Nada poderia gritar mais #fail que passar uma madrugada customizando um novo blogue e não postar. Então bora, porque estou aqui igual, fumando e baixando trilha de pornochanchada como se não houvesse amanhã. Fingindo que não preciso ir pro aeroporto pela segunda vez na semana, porque né?

Vamos ao ponto.

POR QUE ESSE BLOG AGORA?

Ok, eu não atualizo o 8linepoem há séculos. Na verdade nunca atualizei aquela tranqueira direito. Caso é, estou de muda para São Paulo para dar continuação a minha pós-graduação em Jornalismo Cultural (FAAP). Não considero que viva em São Paulo porque flat não é residência, e vou a Porto Alegre todo final de semana. Entretanto, é possível que tudo mude na segunda-feira.
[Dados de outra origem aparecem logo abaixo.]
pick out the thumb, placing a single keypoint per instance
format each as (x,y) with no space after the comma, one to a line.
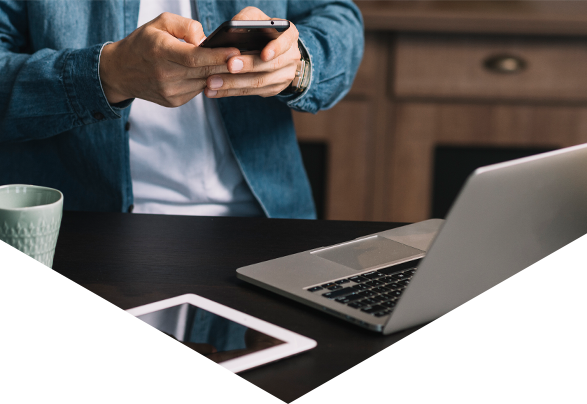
(180,27)
(250,13)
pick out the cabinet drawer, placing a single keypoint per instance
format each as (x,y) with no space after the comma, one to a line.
(490,67)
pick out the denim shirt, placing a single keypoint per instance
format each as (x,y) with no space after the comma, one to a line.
(57,128)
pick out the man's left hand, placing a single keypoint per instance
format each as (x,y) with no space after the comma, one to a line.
(266,74)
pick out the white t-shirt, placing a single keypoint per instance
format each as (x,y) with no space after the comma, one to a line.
(180,159)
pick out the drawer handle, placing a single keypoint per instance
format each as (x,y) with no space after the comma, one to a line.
(505,64)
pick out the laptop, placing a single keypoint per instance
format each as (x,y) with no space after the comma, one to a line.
(515,226)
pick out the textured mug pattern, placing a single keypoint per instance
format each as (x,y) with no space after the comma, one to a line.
(26,255)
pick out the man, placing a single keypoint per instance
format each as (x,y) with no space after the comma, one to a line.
(71,70)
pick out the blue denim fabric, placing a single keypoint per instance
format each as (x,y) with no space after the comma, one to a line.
(57,129)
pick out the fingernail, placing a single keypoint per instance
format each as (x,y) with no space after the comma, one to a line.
(215,82)
(237,65)
(232,54)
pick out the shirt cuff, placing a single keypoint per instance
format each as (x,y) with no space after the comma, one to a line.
(81,78)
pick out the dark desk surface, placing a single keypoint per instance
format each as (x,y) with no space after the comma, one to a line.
(528,349)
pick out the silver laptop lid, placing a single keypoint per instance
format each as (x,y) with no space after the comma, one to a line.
(516,226)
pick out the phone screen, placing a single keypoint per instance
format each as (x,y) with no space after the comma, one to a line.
(245,35)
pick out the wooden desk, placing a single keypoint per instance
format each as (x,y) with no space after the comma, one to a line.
(423,83)
(528,349)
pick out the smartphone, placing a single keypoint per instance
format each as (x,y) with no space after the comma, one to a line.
(245,35)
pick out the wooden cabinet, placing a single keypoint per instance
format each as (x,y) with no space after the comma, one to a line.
(507,74)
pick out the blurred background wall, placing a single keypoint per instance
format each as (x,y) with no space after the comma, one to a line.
(446,86)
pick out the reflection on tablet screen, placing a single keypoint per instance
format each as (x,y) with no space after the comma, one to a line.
(156,346)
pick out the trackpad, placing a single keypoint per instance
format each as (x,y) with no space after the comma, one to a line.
(367,253)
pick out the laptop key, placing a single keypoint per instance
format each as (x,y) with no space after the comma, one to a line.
(373,283)
(373,309)
(373,275)
(348,298)
(381,313)
(339,292)
(356,305)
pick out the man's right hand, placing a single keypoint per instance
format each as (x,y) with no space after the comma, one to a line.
(152,64)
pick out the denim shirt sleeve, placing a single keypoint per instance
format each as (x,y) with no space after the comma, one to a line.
(46,92)
(333,35)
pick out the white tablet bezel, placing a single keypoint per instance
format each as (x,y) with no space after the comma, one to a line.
(20,349)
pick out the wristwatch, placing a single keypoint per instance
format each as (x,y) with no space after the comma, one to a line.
(303,72)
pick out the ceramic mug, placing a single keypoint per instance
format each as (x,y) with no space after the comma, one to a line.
(30,217)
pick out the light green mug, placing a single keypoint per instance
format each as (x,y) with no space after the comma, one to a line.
(30,217)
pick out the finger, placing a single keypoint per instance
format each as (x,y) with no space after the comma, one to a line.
(253,63)
(180,27)
(192,56)
(282,44)
(250,13)
(188,53)
(203,72)
(184,95)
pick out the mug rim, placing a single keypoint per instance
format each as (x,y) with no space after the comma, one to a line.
(60,200)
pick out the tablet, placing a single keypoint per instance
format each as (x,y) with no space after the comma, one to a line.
(150,351)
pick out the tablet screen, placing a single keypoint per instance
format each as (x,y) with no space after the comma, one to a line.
(156,346)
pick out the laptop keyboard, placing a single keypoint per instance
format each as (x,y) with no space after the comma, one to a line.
(372,292)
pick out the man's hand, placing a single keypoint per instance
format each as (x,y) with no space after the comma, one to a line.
(153,64)
(266,74)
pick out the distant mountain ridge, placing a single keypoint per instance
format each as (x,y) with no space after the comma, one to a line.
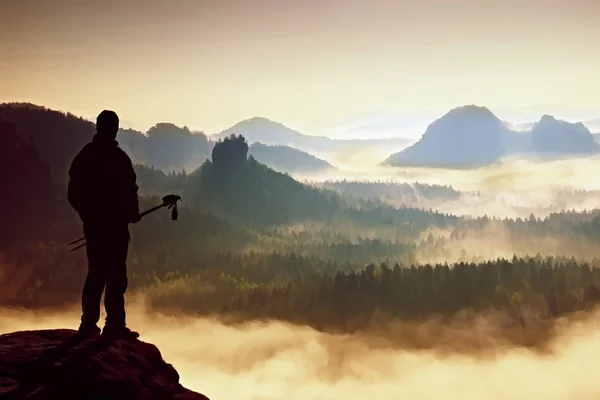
(266,131)
(165,146)
(472,136)
(287,159)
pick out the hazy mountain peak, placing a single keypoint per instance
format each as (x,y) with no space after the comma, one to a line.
(471,111)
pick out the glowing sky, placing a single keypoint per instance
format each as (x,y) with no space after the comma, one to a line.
(307,63)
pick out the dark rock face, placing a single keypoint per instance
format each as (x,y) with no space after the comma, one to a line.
(57,364)
(465,137)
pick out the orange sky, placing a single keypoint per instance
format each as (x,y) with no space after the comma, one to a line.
(209,64)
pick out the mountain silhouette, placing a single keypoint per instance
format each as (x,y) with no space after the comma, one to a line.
(552,138)
(464,137)
(268,132)
(472,136)
(287,159)
(58,364)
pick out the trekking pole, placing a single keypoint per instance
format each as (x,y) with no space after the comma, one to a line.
(169,201)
Assim espero. Alugar apartamento em São Paulo é um parto. Normal, sem anestesia. De uma criança de seis quilos.

Em todo caso, amigos me pedem notícias. Então bora dar notícias.

Claro que algum desavisado pode cair aqui acreditando que vai descobrir como se vive em scary metropolis. Se souber, por favor me avise.
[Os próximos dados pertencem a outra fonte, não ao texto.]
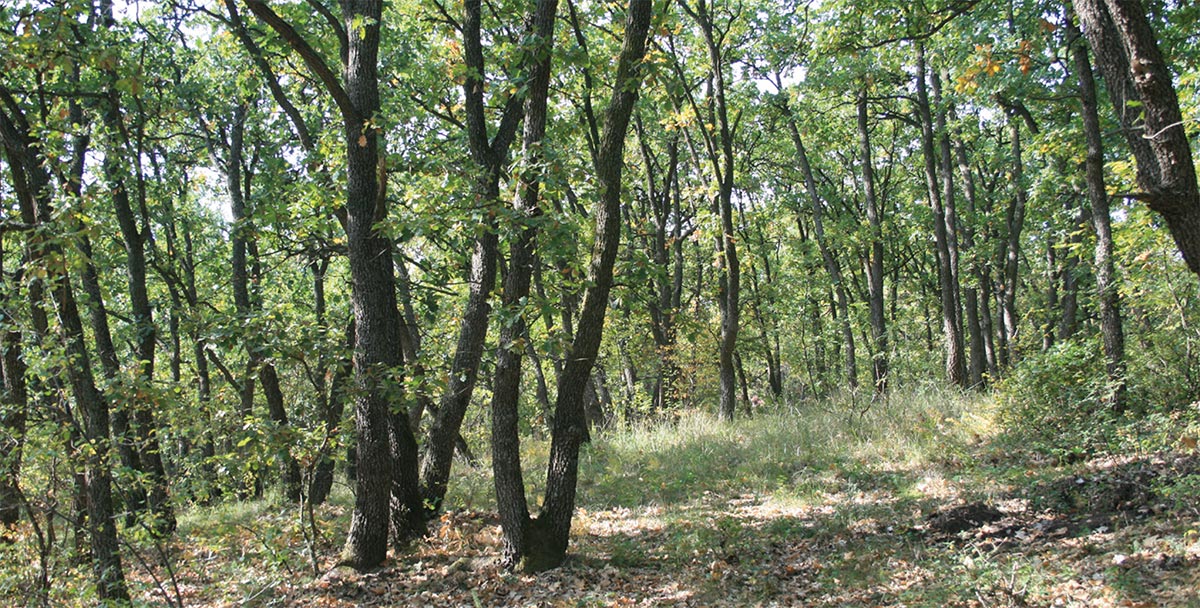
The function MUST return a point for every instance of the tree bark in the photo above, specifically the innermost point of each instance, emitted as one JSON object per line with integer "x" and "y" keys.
{"x": 106, "y": 557}
{"x": 382, "y": 446}
{"x": 1127, "y": 52}
{"x": 940, "y": 194}
{"x": 1109, "y": 299}
{"x": 850, "y": 360}
{"x": 721, "y": 157}
{"x": 875, "y": 257}
{"x": 13, "y": 411}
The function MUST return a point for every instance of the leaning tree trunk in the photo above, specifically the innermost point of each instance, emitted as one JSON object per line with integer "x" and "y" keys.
{"x": 106, "y": 557}
{"x": 850, "y": 361}
{"x": 1015, "y": 221}
{"x": 381, "y": 447}
{"x": 13, "y": 409}
{"x": 1127, "y": 52}
{"x": 510, "y": 498}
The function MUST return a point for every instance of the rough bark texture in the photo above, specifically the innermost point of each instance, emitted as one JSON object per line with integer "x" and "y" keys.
{"x": 943, "y": 229}
{"x": 719, "y": 146}
{"x": 850, "y": 357}
{"x": 550, "y": 533}
{"x": 1109, "y": 300}
{"x": 106, "y": 558}
{"x": 1015, "y": 221}
{"x": 875, "y": 258}
{"x": 13, "y": 408}
{"x": 1128, "y": 55}
{"x": 372, "y": 287}
{"x": 147, "y": 335}
{"x": 510, "y": 498}
{"x": 971, "y": 305}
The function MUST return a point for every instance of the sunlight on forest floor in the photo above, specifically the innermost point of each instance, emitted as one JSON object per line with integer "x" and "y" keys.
{"x": 911, "y": 503}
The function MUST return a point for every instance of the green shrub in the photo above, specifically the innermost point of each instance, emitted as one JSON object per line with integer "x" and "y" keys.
{"x": 1059, "y": 399}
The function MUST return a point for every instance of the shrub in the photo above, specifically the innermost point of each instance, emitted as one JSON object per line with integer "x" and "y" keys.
{"x": 1059, "y": 399}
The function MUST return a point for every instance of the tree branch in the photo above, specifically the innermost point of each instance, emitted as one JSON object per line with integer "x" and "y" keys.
{"x": 311, "y": 58}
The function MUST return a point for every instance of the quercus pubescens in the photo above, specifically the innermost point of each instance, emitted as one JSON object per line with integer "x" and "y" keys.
{"x": 447, "y": 192}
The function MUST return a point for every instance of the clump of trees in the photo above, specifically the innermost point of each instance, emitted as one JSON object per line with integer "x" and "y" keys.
{"x": 244, "y": 241}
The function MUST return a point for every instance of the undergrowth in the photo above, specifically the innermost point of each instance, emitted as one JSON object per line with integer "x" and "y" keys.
{"x": 817, "y": 504}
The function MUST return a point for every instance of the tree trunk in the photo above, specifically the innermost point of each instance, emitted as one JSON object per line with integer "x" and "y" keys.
{"x": 831, "y": 262}
{"x": 541, "y": 542}
{"x": 1015, "y": 222}
{"x": 943, "y": 224}
{"x": 1109, "y": 299}
{"x": 875, "y": 258}
{"x": 106, "y": 557}
{"x": 978, "y": 362}
{"x": 13, "y": 409}
{"x": 1127, "y": 52}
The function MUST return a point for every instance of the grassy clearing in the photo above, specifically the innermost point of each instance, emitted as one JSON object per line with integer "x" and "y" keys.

Claro que eu preciso de um espaço pra falar, além de 140 caracteres. Como manda o clichê do jornalismo, além de viciada em café sou verborrágica. Amo o Twitter, mas ele emburrece.

Por último, estou desempregada. Tweets e ensaios monográficos simplesmente não são suficientes para manter o texto na linha.

MAS E ESSE NOME? WTF?

O nome é uma piada não mais interna. Nos primeiros dias aqui, eu e meu melhor amigo (oi, Diego!) pegamos a mania de dar bom dia com nomes de bairros de São Paulo. Predominava sempre o “BOM DIA, MOEMA!”.

Não me pergunte o porquê, mas Moema fica sempre na minha cabeça. Desconfio que seja porque é nome de mulher, e eu sou infantil assim mesmo.

Sintam-se em casa. Ou não, como sempre.